Interpretive Summary: Evapotranspiration (ET) was simulated using the DSSAT system for a dryland corn crop in Texas. Simulated ET was compared to ET measured using a eddy covariance system. Both of DSSAT’s internal ET calculation methods were used, Priestly-Taylor and FAO-56. The modeling effort was a mixed success with the FAO-56 method producing more consistent results.

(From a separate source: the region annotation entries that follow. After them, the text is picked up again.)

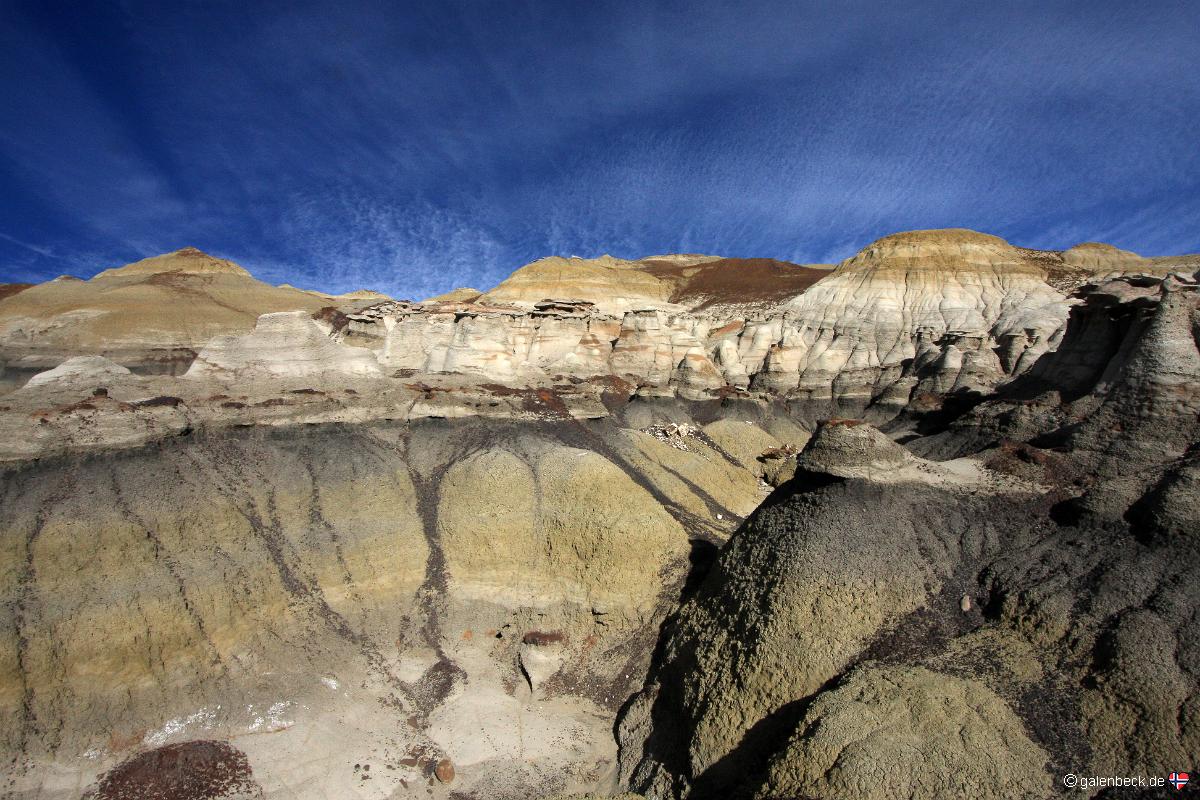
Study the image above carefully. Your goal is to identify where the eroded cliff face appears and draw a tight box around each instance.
[0,412,796,798]
[0,230,1200,800]
[302,230,1123,420]
[0,247,371,385]
[619,275,1200,798]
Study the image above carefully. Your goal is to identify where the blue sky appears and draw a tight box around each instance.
[0,0,1200,297]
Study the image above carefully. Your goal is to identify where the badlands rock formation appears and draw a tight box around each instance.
[620,267,1200,798]
[0,230,1200,800]
[0,247,361,378]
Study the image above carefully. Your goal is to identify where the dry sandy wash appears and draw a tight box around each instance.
[0,230,1200,800]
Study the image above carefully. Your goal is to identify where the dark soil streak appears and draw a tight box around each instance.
[6,473,76,753]
[404,429,467,716]
[109,469,226,673]
[176,438,407,694]
[550,420,712,535]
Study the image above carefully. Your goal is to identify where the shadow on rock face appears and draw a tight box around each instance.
[84,740,263,800]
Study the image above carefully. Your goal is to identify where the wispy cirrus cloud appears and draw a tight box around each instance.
[0,0,1200,296]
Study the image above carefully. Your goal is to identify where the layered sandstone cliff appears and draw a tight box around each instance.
[0,230,1200,800]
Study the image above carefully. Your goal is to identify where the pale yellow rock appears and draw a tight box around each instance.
[0,248,330,369]
[757,667,1055,800]
[438,447,686,618]
[480,255,672,313]
[704,420,780,473]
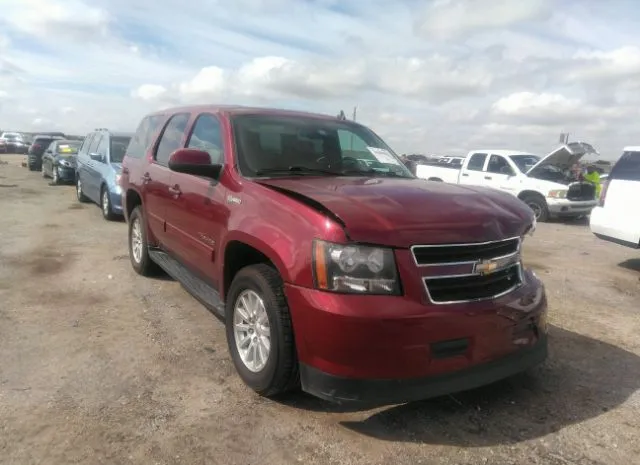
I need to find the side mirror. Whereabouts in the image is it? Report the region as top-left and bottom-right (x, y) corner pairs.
(169, 149), (222, 179)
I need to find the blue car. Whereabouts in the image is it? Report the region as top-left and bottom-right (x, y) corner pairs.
(76, 129), (133, 221)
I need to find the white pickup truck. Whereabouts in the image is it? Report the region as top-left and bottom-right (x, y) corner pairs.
(416, 142), (598, 222)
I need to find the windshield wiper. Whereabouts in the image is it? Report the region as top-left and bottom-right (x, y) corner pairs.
(256, 165), (342, 176)
(343, 169), (409, 179)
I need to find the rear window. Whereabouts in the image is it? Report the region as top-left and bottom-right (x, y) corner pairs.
(109, 136), (131, 163)
(609, 152), (640, 181)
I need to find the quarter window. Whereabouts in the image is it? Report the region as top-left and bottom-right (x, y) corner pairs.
(187, 113), (224, 165)
(127, 115), (164, 158)
(89, 134), (102, 153)
(155, 113), (190, 166)
(467, 153), (487, 171)
(487, 155), (513, 175)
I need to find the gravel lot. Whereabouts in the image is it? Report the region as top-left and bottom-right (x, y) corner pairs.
(0, 155), (640, 465)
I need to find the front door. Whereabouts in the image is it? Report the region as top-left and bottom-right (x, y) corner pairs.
(484, 155), (516, 192)
(166, 113), (228, 288)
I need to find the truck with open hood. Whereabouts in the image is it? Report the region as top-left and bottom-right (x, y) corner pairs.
(120, 105), (547, 405)
(416, 142), (597, 222)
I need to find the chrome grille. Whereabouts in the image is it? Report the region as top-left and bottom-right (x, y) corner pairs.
(411, 237), (523, 304)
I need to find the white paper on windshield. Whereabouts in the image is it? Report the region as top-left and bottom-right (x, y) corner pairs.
(367, 147), (400, 165)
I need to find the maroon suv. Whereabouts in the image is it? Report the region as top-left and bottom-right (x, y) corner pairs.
(121, 106), (547, 405)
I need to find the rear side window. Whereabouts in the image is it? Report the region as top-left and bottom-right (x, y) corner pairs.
(80, 133), (93, 153)
(155, 113), (190, 166)
(127, 115), (164, 158)
(89, 134), (102, 153)
(609, 152), (640, 181)
(467, 153), (487, 171)
(187, 113), (224, 165)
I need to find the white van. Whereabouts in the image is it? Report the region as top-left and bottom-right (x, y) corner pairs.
(590, 145), (640, 249)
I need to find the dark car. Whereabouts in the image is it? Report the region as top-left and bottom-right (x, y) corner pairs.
(0, 132), (29, 154)
(75, 129), (132, 220)
(121, 106), (547, 405)
(42, 139), (82, 184)
(27, 134), (64, 171)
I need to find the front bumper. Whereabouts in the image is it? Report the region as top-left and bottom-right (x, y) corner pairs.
(285, 272), (547, 405)
(547, 198), (598, 217)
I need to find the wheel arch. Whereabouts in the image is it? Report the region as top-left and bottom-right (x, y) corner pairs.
(221, 232), (289, 299)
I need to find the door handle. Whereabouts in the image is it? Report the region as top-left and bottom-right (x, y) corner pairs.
(169, 184), (182, 198)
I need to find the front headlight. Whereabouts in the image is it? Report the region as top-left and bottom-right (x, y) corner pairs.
(313, 240), (400, 295)
(547, 189), (569, 199)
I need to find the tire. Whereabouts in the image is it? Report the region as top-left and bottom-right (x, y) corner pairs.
(76, 175), (89, 203)
(225, 264), (300, 397)
(128, 206), (160, 276)
(522, 194), (549, 223)
(100, 186), (118, 221)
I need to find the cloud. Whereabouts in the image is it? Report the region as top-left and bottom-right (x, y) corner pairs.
(415, 0), (552, 40)
(0, 0), (640, 160)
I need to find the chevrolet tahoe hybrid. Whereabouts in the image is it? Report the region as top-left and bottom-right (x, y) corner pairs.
(121, 106), (547, 405)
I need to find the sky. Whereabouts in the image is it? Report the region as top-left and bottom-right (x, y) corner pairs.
(0, 0), (640, 159)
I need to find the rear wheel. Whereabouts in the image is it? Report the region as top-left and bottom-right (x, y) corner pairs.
(225, 264), (299, 397)
(129, 206), (160, 276)
(76, 175), (89, 203)
(100, 186), (117, 221)
(522, 194), (549, 223)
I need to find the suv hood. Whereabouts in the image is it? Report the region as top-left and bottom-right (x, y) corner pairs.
(526, 142), (598, 176)
(255, 177), (533, 247)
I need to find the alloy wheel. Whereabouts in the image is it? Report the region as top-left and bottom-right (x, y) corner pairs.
(233, 289), (271, 373)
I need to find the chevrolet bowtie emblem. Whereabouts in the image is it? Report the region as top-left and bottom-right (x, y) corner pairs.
(473, 260), (498, 275)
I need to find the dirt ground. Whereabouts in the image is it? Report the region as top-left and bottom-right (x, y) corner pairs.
(0, 155), (640, 465)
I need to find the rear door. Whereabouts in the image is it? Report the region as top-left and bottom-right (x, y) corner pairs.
(42, 141), (58, 176)
(121, 114), (165, 223)
(460, 152), (487, 186)
(603, 150), (640, 244)
(82, 132), (105, 202)
(146, 113), (191, 250)
(76, 133), (94, 195)
(166, 113), (228, 288)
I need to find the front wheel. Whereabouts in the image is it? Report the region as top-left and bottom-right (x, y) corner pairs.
(225, 264), (300, 397)
(522, 195), (549, 223)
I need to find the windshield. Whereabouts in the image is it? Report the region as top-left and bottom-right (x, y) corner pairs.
(57, 141), (80, 155)
(232, 115), (413, 178)
(110, 136), (131, 163)
(509, 155), (541, 173)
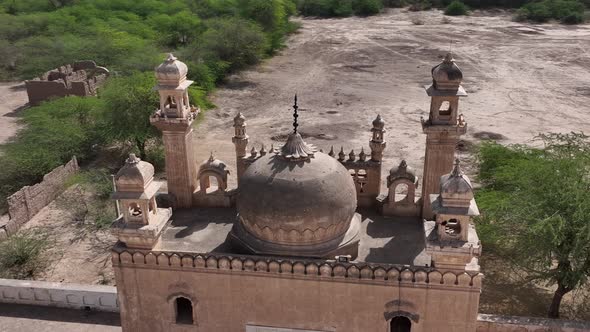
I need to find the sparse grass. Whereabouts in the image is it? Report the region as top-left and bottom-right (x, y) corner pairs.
(445, 0), (468, 16)
(412, 16), (424, 25)
(0, 231), (48, 279)
(63, 169), (116, 230)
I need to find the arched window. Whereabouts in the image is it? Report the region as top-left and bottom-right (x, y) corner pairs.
(174, 297), (193, 325)
(206, 175), (219, 194)
(390, 316), (412, 332)
(393, 183), (410, 203)
(438, 100), (451, 116)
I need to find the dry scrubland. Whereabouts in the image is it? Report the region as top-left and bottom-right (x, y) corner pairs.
(0, 10), (590, 319)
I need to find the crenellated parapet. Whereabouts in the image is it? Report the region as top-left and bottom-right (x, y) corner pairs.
(112, 247), (483, 292)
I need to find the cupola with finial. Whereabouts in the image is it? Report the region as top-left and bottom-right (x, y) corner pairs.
(111, 153), (171, 249)
(430, 159), (479, 241)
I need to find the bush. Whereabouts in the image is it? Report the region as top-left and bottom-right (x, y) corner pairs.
(561, 13), (585, 24)
(352, 0), (383, 16)
(410, 0), (432, 12)
(0, 231), (48, 279)
(516, 0), (585, 24)
(198, 17), (269, 72)
(445, 0), (467, 16)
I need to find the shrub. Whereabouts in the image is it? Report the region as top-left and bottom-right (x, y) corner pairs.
(198, 17), (269, 71)
(561, 13), (585, 24)
(0, 231), (48, 279)
(445, 0), (467, 16)
(409, 0), (432, 12)
(352, 0), (383, 16)
(516, 0), (585, 24)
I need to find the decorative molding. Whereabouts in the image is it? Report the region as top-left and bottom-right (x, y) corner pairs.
(112, 248), (483, 291)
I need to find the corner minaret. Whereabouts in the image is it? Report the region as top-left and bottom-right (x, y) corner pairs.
(369, 114), (387, 162)
(111, 154), (172, 249)
(422, 53), (467, 219)
(232, 112), (248, 183)
(150, 54), (198, 208)
(424, 159), (481, 271)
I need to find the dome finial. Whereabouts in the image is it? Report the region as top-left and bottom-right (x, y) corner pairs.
(293, 94), (299, 134)
(443, 52), (455, 64)
(166, 53), (177, 62)
(125, 153), (141, 164)
(451, 158), (463, 177)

Technical Abstract: Evapotranspiration (ET) is a crucial component of plant water use and ecosystem energy balance. Given the dependence of agricultural practices on water use and availability, accurate simulation of ET is critical for using modeling results to assist with agricultural decision-making. This study aims to simulate ET using a crop modeling system and compare that to ET measured in-situ using an eddy covariance system for a dryland corn (Zea mays) crop in Texas. An eddy covariance system was established in the center of the study site in early 2017. The Decision Support System for Agrotechnology Transfer (DSSAT) was used to simulate ET over three growing seasons (2017 – 2019) using the CERES-MAIZE model. Both of DSSAT’s internal potential ET methods, FAO-56 and Priestly-Taylor were utilized and compared to each other. The simulation was also run with both of the soil types present at the field location (Vertisol and Inceptisol) in succession. Most of the simulations tended to underestimate actual ET, with this effect being more pronounced in the Priestly-Taylor models. The underestimation was greatest in the 2019 growing season. The average nRMSE for the ET model across all three years was 0.36 for the Priestly-Taylor models and 0.35 for the FAO-56 models. Simulation results were affected by soil type, indicating the need for caution when simulating areas with multiple soil (contrasting) soil types present. The mixed simulation results (particularly compared to those seen in studies of irrigated crops) indicate a greater need to improve ET estimation capabilities in dryland systems.